Es tan paradójico el accionar de los y las fanáticas que, so pretexto de "salvar las dos vidas", ponen en riesgo y, en muchos casos desencadenan la muerte evitable, de niñas, adolescentes y mujeres gestantes.
Recordemos a Ana María Acevedo de Vera, Santa Fe, enferma de cáncer, quien dejó cinco niñes huérfanes por negársele el aborto necesario para poder realizar quimioterapia y rayos; a la niña Wichí de 13 años violada y fallecida en Chaco después de una cesárea de urgencia en 2018; a la niña de doce años Jujuy obligada a parir por cesárea al feto gestado por violación; y a la niña de once años violada en Tucumán, también obligada a ser intervenida por cesárea en lugar de habérsele practicado un aborto en las primeras semanas del embarazo. Y, tengamos presentes los casos de las niñas LMR y FAL, quienes pudieron recién acceder a justicia en sus casos la primera por intervención de la Corte Interamericana de Derechos Humanos y la segunda de la Corte Suprema de Justicia de la Nación, estableciéndose sanciones para el Estado Argentino y el protocolo de Interrupción Legal del Embarazo actualmente vigente respectivamente, por negar el acceso a abortos no punibles.

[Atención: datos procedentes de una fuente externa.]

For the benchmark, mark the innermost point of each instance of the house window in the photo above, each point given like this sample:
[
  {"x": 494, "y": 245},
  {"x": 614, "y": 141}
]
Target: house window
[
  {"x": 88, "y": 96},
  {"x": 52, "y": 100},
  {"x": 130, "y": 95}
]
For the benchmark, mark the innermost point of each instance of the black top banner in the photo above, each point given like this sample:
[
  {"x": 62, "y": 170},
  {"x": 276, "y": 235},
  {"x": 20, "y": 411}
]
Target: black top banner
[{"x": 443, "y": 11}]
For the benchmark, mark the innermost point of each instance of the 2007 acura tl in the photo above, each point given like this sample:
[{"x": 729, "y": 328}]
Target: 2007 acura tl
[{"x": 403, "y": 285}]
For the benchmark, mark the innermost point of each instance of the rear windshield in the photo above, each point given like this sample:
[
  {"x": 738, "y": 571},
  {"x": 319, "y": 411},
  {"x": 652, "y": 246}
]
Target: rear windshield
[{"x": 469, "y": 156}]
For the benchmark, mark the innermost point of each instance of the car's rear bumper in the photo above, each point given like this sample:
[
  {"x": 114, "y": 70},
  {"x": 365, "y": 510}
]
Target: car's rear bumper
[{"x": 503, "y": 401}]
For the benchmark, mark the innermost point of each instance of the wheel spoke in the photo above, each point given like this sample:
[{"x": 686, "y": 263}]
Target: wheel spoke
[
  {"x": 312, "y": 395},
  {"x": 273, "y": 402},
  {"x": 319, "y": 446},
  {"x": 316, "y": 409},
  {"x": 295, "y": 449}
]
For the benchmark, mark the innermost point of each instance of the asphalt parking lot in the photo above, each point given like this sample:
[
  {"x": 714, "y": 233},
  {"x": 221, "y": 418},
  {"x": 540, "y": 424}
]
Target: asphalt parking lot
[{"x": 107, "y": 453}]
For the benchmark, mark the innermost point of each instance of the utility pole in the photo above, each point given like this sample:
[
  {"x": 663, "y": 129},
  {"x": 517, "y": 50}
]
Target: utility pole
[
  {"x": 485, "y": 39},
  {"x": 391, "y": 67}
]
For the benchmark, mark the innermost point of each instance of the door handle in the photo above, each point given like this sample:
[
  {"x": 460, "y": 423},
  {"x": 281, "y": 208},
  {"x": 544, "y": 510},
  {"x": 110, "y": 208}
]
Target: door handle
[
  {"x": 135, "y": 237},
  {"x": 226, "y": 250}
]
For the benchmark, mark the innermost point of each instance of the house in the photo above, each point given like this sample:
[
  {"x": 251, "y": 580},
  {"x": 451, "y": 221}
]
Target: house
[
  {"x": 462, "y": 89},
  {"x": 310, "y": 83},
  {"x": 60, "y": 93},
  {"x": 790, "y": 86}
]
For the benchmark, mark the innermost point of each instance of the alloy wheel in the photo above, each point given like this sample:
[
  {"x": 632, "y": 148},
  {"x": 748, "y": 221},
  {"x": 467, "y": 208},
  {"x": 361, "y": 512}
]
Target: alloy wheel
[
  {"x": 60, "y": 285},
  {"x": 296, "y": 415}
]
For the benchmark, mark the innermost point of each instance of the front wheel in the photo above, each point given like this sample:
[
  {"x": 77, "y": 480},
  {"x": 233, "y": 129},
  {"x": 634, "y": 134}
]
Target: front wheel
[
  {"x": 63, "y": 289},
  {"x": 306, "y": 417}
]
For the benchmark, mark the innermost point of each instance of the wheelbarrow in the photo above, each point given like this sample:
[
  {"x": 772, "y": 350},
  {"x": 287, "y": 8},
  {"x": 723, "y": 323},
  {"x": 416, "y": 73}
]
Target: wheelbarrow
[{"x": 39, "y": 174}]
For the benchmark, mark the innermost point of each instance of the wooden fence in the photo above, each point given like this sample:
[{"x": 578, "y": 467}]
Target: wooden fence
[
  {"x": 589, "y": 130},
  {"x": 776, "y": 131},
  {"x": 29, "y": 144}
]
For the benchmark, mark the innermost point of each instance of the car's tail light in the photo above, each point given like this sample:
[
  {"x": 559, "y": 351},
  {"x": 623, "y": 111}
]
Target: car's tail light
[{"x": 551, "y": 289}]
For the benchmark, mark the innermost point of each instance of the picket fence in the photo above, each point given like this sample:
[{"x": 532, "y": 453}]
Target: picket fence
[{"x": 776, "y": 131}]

Pareciera ser que aún persiste en la conformación ideológica de esa moral social patriarcal antiguos preceptos del derecho romano y velezano que disponían a la mujer como objeto de protección mediante propiedad y/o tutela, incapaces ante la ley, en lugar de ser consideradas "sujeto" de derechos, autónomas y plenamente capaces; porque así, algún hombre, quien fuere el hombre a cargo de ella, deberá autorizar una alteración en "las funciones naturales" de su cuerpo y "los mandatos sociales naturales" que son la gestación y maternidad. Sea el padre, el marido, el juez o aún el violador, quien podía redimirse de su acto casándose con la adolescente o mujer violada, debían dar su opinión sobre la pertinencia de la realización de ese aborto legal, aún cuando la ley no lo estableciera.
La garantía del acceso a justicia para niñas, adolescentes y mujeres en curso de embarazos no deseados es una deuda pendiente del Estado Argentino, y a la vez, un debate abierto en la sociedad. Seamos conscientes que no es un debate sobre "aborto sí, aborto no", sino que se discute el rol de las mujeres ante la ley.
¿Somos las mujeres merecedoras de ser consideradas esta vez sujetas de derechos para poder ejercerlos autónomamente o aún debemos refrendar nuestras acciones con la venia de un hombre "moralmente superior"?